Gece 1’de biten 21.30 seansına minicik bebeğiyle gelen Christopher Nolan hayranı anneden anladığımız kadarıyla, bir devam filmi veya uyarlama olmayan bir filmle bile seyircileri salonlara çekmeyi başaran bir sinemacı söz konusu. Sırf bunun için bile, 44 yaşındaki yönetmene hakkını teslim etmek lazım. (Ayrıca mucizevi bir biçimde, bebek çoğunlukla uyudu ve kimsenin tadı kaçmadı.)
Ama merak etmeden duramıyorum: Orijinal bir Nolan filmi izlemek için ilk günden salonlara koşan bu kitle, ne umuyordu ve umduğunu buldu mu? Çünkü bence Interstellar, yönetmenin en farklı, ve maalesef, en zayıf filmi.
Aslında her şey yeterince ilginç başlıyor: Yakın gelecekte, dünyayı doğal kaynakları tükenmiş, insan yaşamına gitgide elverişsiz hale gelen bir toz yuvası olarak görüyoruz.
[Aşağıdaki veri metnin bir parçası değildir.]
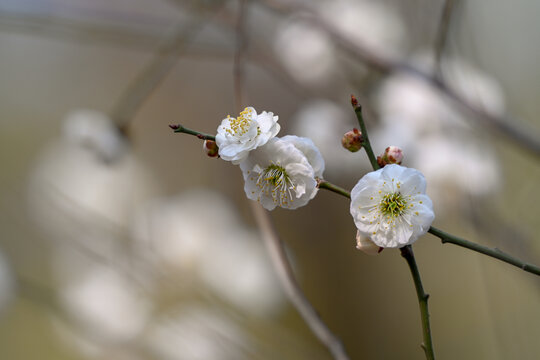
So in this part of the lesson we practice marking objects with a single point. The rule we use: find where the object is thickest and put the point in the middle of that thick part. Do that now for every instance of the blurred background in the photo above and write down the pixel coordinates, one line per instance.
(122, 240)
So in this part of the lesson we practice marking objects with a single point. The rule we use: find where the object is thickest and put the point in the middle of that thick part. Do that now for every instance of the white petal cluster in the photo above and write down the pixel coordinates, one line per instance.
(236, 137)
(283, 172)
(390, 206)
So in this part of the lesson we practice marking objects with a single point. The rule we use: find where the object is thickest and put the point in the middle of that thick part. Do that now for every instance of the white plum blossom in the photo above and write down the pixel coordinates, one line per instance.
(283, 172)
(236, 137)
(390, 206)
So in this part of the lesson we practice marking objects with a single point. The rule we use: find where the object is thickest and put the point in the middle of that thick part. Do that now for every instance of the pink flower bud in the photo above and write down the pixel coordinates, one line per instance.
(391, 155)
(211, 148)
(352, 140)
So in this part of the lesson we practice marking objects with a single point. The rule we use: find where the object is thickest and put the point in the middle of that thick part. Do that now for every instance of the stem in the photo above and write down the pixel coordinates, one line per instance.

Yaşamın sürdürülebilirliğini sağlamak adına pek çok insan çiftçiliğe yönelmiş. Matthew McConaughey’in canlandırdığı Cooper da bunlardan biri.
İki çocuğunu tek başına yetiştiren Cooper, elbette aslında eski bir astronot. Bir dizi olağanüstü tesadüf sonucu, kendini gizli bir NASA üssünde buluyor. Burada Profesör Brand (Michael Caine) ve kızı Amelia’nın (Anne Hathaway) yürüttüğü gizli projeyi öğreniyoruz: Satürn yakınlarında yeni keşfedilen solucandeliğinin ardında yeni bir galaksi, ve belki de, yaşama elverişli yeni dünyalar var. Cooper elbette bu ekibe dâhil oluyor ve zamanın göreceliği yüzünden belki de çocuklarını bir daha asla görmemek pahasına, yıldızlararası bir yolculuğa atılıyor.
Senaryodaki bu noktaya kadar, yönetmenin diğer filmlerinden bildiğimiz ve sevdiğimiz unsurları, bu filmde de yakalayabiliyoruz. Christopher Nolan kendi içinde tutarlı olan dünyalar ve orijinal hikâye mekanikleri yaratmayı, sonra da karakterlerini bu yaratımın içinde kullanarak zihin açıcı, soluk kesici, düşündürücü durumlar anlatmayı çok iyi biliyor.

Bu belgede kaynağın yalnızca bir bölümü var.